By David Lee, BCM/D Executive Director
People tend to say about me that I am the eternal optimist. They also say that I tend to look at things the way I want them to be rather than the way they are. Guilty! I am, at heart, an optimist. I do look for the good in things and people. I do tend to have a high trust level. You get my trust in advance and will have to do something to violate that trust before I withdraw it. I am also very quick to forgive. I take seriously what Jesus said about remembering how much we have been forgiven and forgive accordingly. Sometimes the optimism and trust serve me well. Sometimes they leave me vulnerable.
With that said, here I go again! It has been a very interesting year and a half leading up to this year’s Southern Baptist Convention in Phoenix, Ariz. God was right. We are his “peculiar people.” (Most often in the good sense of that word.) I am watching what appears to me to be an undercurrent leading to what could become a major movement forward for our convention. It may be my optimism sprung loose again or it may be that I am viewing things as I wish they were rather than how they really are. Here’s what I see.

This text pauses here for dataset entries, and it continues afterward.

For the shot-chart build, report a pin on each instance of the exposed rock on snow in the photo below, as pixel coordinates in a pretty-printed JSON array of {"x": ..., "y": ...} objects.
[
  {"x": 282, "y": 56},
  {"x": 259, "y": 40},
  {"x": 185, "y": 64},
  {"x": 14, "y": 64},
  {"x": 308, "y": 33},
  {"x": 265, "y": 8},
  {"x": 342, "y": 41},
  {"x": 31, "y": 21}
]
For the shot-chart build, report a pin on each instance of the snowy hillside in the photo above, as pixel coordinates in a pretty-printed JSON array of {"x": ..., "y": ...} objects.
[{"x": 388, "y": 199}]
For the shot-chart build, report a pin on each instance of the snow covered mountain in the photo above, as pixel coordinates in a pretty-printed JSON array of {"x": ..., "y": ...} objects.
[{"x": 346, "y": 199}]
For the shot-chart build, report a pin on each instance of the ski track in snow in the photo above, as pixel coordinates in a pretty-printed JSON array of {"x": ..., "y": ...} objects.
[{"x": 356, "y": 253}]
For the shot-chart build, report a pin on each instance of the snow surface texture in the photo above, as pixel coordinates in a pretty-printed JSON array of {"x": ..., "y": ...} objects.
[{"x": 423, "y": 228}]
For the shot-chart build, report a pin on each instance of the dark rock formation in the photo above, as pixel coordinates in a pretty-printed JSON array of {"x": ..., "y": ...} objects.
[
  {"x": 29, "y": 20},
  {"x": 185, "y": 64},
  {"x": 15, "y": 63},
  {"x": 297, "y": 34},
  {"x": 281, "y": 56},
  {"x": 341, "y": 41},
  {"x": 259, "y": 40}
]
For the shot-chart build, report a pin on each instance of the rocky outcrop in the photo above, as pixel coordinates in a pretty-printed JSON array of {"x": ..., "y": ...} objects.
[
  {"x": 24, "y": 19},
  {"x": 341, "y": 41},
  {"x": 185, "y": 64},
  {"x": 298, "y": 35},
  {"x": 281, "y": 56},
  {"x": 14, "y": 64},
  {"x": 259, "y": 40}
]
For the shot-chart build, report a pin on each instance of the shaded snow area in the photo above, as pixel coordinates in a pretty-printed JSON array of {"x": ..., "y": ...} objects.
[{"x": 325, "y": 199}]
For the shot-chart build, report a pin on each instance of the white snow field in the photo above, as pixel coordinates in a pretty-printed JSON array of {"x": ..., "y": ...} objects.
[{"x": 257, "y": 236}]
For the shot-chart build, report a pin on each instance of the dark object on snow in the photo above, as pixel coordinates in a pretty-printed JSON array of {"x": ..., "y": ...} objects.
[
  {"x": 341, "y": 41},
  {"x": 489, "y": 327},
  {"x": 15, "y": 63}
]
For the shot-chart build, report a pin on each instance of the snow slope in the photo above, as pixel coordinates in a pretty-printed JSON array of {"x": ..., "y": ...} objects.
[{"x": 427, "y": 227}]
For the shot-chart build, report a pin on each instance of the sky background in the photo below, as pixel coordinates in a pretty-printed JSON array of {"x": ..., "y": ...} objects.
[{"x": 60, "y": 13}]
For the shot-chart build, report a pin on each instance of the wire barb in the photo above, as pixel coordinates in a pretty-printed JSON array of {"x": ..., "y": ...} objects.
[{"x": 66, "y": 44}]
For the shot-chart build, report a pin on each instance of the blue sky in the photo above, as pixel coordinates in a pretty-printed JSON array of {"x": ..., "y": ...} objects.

At least twice in my more than four decades as a Southern Baptist, I have seen our convention come to the brink of a great opportunity to join hands and hearts and resources to make a significant move forward to accomplish our Lord’s Great Commission. In both cases we either made poor choices or found something else that we could fight about. The moments were lost and we spent time in the wilderness.
I believe we are there again with the opportunity to join hands and hearts and resources to take our greatest step forward as a convention to accomplish the Great Commission. The conversations have not been easy. Neither have been the decisions.
But what I am seeing is a major effort on the part of many at every level of Baptist life to reassess where we are and set new priorities focused on Acts 1:8 missions.
If church leaders, associational leaders, national leaders, and state leaders can come together, not in uniformity, but in unity, with a genuine Great Commission focus, we may very well see the greatest chapter in the life of our cooperative missions history.
If we cannot find that common ground, and we again make bad choices or find other ways to disagree and battle, then I am not optimistic about our future.
Thus, as I prepare for Phoenix, I am praying that God will give us wisdom, enable us to become one, and give us his Holy Spirit to lead us to shake this world with the gospel of Jesus Christ. I certainly pledge to try to do my part.
(I write this before Phoenix. I hope as you read this article along with the reports from Phoenix that what I see is more than just wishful thinking. Buckle your seat belts. We could be in for quite a ride!)